Казалось бы, давным-давно пора было бы нам привыкнуть к тому, что наша литература, в лучших своих памятниках, занимается преимущественно отрицательными явлениями нашей жизни. Положительные же изображения ей по большей части не удаются, выходят искусственны, ходульны или же сентиментальны и слащавы. Так, не говоря уже о Правдине и Стародуме комедий Фонвизина или о Штольце Гончарова, даже и такие фигуры, как Чацкий в ‘Горе от ума’ или Инсаров в ‘Накануне’, нельзя сказать, чтобы представляли собой нечто безупречное и не были бы местами просто смешны.
И между тем положительно не было еще в нашей литературе такого крупного писателя, который не подвергался бы упрекам в отсутствии идеалов, в пессимизме, в клевете то на молодое поколение, то на всю русскую интеллигенцию, наконец, даже на всю Россию, вместе взятую. На Гоголя смотрели как на самого злостного клеветника и пасквилянта, когда он написал ‘Ревизора’, и, по-видимому, имели все резоны к тому. Помилуйте, в самом деле: неужели наши провинциальные города, даже хотя бы самые захолустные, все подряд наполнены были в эпоху Гоголя такими карикатурными уродами, как Сквозник-Дмухановский, Тяпкин-Ляпкин, Добчинский и Бобчинский? Неужели так-таки и не было ни одного мало-мальски порядочного человека, светлой личности, которую Гоголь был обязан вывести ради сохранения равновесия и определенного беспристрастия? О Салтыкове и говорить нечего: о нем критики не только противного лагеря, но и дружественные вопияли, что у него не существует никаких идеалов, а один беспощадный смех, которым он готов все втоптать в грязь, что угодно: и чужих, и своих, и правых, и левых, что для красного словца он не пожалеет и отца…
Совершенно такие же обвинения сыпятся по адресу г-на Чехова. Так, по поводу последнего произведения г-на Чехова один юный критик прямо-таки сетует:
‘Ненастная осень царила, вероятно, на петербургских улицах, когда г-н Чехов писал свой рассказ, ненастная осень царила и на душе у него. Чем-то дряблым, вялым и старческим веет от последней вещи нашего молодого беллетриста, веет осенней сыростью и непогодой. Ни одного доброго слова, ни одной улыбки, ни одной сильной, энергической сцены — и это на протяжении целых пяти листов. Во время чтения вам кажется, что мелкий назойливый дождик не перестает дребезжать в ваши окна, что там, на сырой, грязной улице, плетутся измокшие фигуры людей, что откуда-то издали доносятся стоны невыносимой муки. Ни красоты, ни силы, старческий маразм окрасил все страницы в однообразный серый цвет, ненастная осень вступила в свои права’4.
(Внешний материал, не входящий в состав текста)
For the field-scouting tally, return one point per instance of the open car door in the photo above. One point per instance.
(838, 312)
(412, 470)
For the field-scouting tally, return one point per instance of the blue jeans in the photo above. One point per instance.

Читая эти строки, можно подумать, что изображение дурной, ненастной погоды и дрянных людишек — есть нечто, искусства вовсе не касающееся и предосудительное. А если писатель вздумал терзать читателя такими мрачными картинами, он обязан сейчас же взять батистовый платочек и отереть его слезки, изобразить осеннюю петербургскую слякоть и утешить его тотчас же картиной знойного летнего дня, изобразить отвратительного негодяя и тут же рядом поставить писаного красавца, сияющего всеми возможными добродетелями.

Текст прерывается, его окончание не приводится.